Robert Parry takes a look at timetables in Iraq:
It has become a standard part of George W. Bush’s litany for why he will veto a congressional plan for setting a timetable for withdrawing U.S. combat forces from Iraq: “Why would you say to the enemy, ‘Here’s a timetable. Just go ahead and wait us out?’”
Well, there’s a logical answer to Bush’s rhetorical question. If a timetable encourages Iraqi insurgents to silence their guns and to stop planting roadside bombs – even temporarily to wait the Americans out – Iraq might get the breathing space it needs to begin healing its sectarian divisions.
Indeed, one could argue that Bush’s “surge” plan and Bush’s fear about letting the enemy “wait us out” offer essentially the same opportunity: to achieve enough peace and quiet in the short term for reconciliation and reconstruction to begin.
That's my thinking exactly. The best argument for a timetable is, the reason Bush uses to argue against a timetable.
Clearly, there's more at work here. Take a look at McCain's latest speech on Iraq:
America has a vital interest in preventing the emergence of Iraq as a Wild West for terrorists, similar to Afghanistan before 9/11. By leaving Iraq before there is a stable Iraqi governing authority we risk precisely this, and the potential consequence of allowing terrorists sanctuary in Iraq is another 9/11 or worse. In Iraq today, terrorists have resorted to levels of barbarism that shock the world, and we should not be so naive as to believe their intentions are limited solely to the borders of that country. We Americans are their primary enemy, and we Americans are their ultimate target.
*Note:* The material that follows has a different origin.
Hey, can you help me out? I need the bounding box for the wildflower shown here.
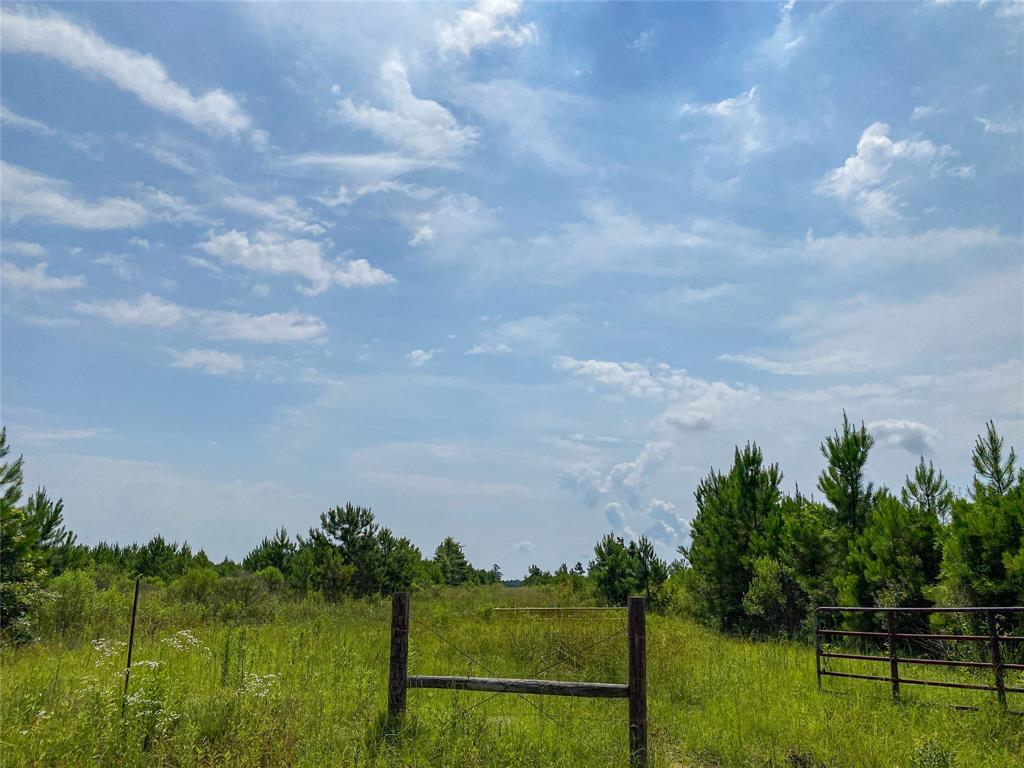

A power vacuum in Iraq would invite further interference from Iran at a time when Tehran already feels emboldened enough to develop nuclear weapons, threaten Israel and America, and kidnap British sailors. If the government collapses in Iraq, which it surely will if we leave prematurely, Iraq's neighbors, from Saudi Arabia, Jordan, Syria, Turkey and Egypt, will feel pressure to intervene on the side of their favored factions. This uncertain swirl of events could cause the region to explode and foreclose the opportunity for millions of Muslims and their children to achieve freedom. We could face a terrible choice: watch the region burn, the price of oil escalate dramatically and our economy decline, watch the terrorists establish new base camps or send American troops back to Iraq, with the odds against our success much worse than they are today.
I don't think McCain's got it right, either. Iraq is not Afghanistan. Afghanistan featured a strong, geographically limited government. The Taliban's rule did not stretch to the borders of the country, but it did provide resources and support to terrorists within its sphere of influence. The Afghani model, then, includes a functioning government supporting terrorists. The McCain forecast for Iraq is a collapsed state. This is a striking difference.
McCain argues that Americans are the ultimate target for Muslim extremists. I think he's incorrect. Sunni extremists such as those in al Qaeda view Shiites as the primary enemy. I'm willing to be educated on this point, but I do believe the senator misunderstands the stated objectives of al Qaeda.
The Sunnis clearly do not want us in Iraq (though they should). Thousands -- perhaps millions -- of Shia want us out of Iraq, as well. The increasingly irrelevant minority that wants the U.S. to stay in Iraq continues to lose credibility and support. If there comes a time when no Iraqis want American forces in Iraq, will we stay even then?